Fresh Homemade Pasta

If you really want to wow dinner guests, serve your favorite Italian dish with fresh homemade pasta. For the most part, the different names and shapes of pasta that you see at the store are all made from the same basic recipe which is simply flour and eggs. Sometimes you can add a little olive oil to help with elasticity of the dough or add to the water as you cook.

Ingredients (per serving)

  • 1 egg
  • 100 g flour – bread or all purpose
  • semolina flour – for dusting dough

This ratio is a rule of thumb for helping you scale your sauce recipes. Once you make the pasta, you can cut and/or shape it into any noodle you want, such as spaghetti, linguini, tagliolini, lasagna, etc.

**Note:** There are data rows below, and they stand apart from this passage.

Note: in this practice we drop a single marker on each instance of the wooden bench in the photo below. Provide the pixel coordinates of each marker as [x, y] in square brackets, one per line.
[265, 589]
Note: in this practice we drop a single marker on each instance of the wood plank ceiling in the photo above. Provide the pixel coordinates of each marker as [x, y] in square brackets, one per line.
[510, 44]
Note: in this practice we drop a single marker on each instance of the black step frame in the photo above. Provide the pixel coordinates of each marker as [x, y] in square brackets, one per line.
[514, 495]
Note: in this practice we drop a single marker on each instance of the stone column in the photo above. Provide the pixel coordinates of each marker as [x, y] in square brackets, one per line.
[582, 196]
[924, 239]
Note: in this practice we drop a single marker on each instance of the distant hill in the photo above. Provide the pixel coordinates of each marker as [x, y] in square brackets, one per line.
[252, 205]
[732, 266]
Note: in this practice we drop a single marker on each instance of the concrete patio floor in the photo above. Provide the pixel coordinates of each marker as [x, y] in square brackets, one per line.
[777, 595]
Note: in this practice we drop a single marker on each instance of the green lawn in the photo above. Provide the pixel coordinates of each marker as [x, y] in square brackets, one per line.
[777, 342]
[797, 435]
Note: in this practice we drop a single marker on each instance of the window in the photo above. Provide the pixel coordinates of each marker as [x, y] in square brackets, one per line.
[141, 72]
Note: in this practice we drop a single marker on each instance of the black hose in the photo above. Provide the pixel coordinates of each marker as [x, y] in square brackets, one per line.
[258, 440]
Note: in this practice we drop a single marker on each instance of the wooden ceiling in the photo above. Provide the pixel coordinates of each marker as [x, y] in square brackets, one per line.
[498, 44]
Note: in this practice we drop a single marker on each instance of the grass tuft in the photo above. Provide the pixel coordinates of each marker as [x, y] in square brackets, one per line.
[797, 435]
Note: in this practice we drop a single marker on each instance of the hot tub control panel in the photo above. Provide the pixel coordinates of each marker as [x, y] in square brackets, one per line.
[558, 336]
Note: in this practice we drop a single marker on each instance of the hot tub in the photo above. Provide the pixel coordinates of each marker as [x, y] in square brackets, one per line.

Process – both old school and with a mixer

  1. Mix pasta dough:
    1. The old school way to make pasta is first measure out the flour you want to use onto the counter, and create a hole in the center where you crack open an egg for each 100 grams of flour you used. Then you use a fork to mix the eggs and slowly work flour into the eggs. From there you knead by hand until you a smooth elastic dough is formed.
    2. A more convenient way resulting in a faster better kneaded dough is to use a mixer with a bread hook attachment: Add the flour and then the eggs, and mix on speed 1 for 3 mins.. Increase the speed to #4 to knead the dough for 5 mins.
    3. Once kneaded, wrap dough in film and let rest for 30 mins. This helps the gluten relax and be more pliable for what comes next.
    4. If you have pasta machine:
      1. Divide the dough into sections and work through the pasta roller starting on the most open setting. In a series of five passes, run the dough through the press, fold twice to shorten the length to 1/3rd what it was and run through the press again. If dough starts to stick, dust with semolina flour.
      2. On the 5th cycle, start to close the press opening in stages, closing on setting each pass. Depending on the pasta you intend to make, work down to the thinness you want. For example, if you are making tagliolini pasta for cacio e pepe, you want the dough to be thin enough to see your hand shape when holding the dough from below (2nd smallest setting on the roller).
      3. Make the pasta: If you are making lasagna noodles you are done and just need to cut the dough to the length of your pan.
        1. If you are making noodles, dust dough and replace roller with noodle attachment and cut the dough into long noodles. When that is done, cut to noodles to length.
    5. If rolling dough by hand
      1. Divide dough into smaller sections and roll out each section into long thing rectangles.
      2. Fold each rectangle twice, shortening the length by a third.
      3. Roll dough out again.
      4. Repeat steps 2 and 3 four more times.
      5. Cut dough into noodle ribbons. Dust each flat rectangle and stack three high. Gently fold down the length twice to make a narrow width then cut the dough into ribbons the width you want your noodles to be.
    6. Cook Pasta Noodles: In a pot of salted boiling water, with perhaps some olive oil, cook the pasta ~4 mins. Do not rinse, you want the pasta sticky so your sauce will stick.
    7. If not cooking immediately: store in fridge for up to a few hours. To help keep the noodles from sticking, toss in semolina flour and make a series of circular piles on a tray each consisting of approximately a serving size. When you drop these nests into the boiling water when you are ready to cook, they will untangle and the flour coating will boil off.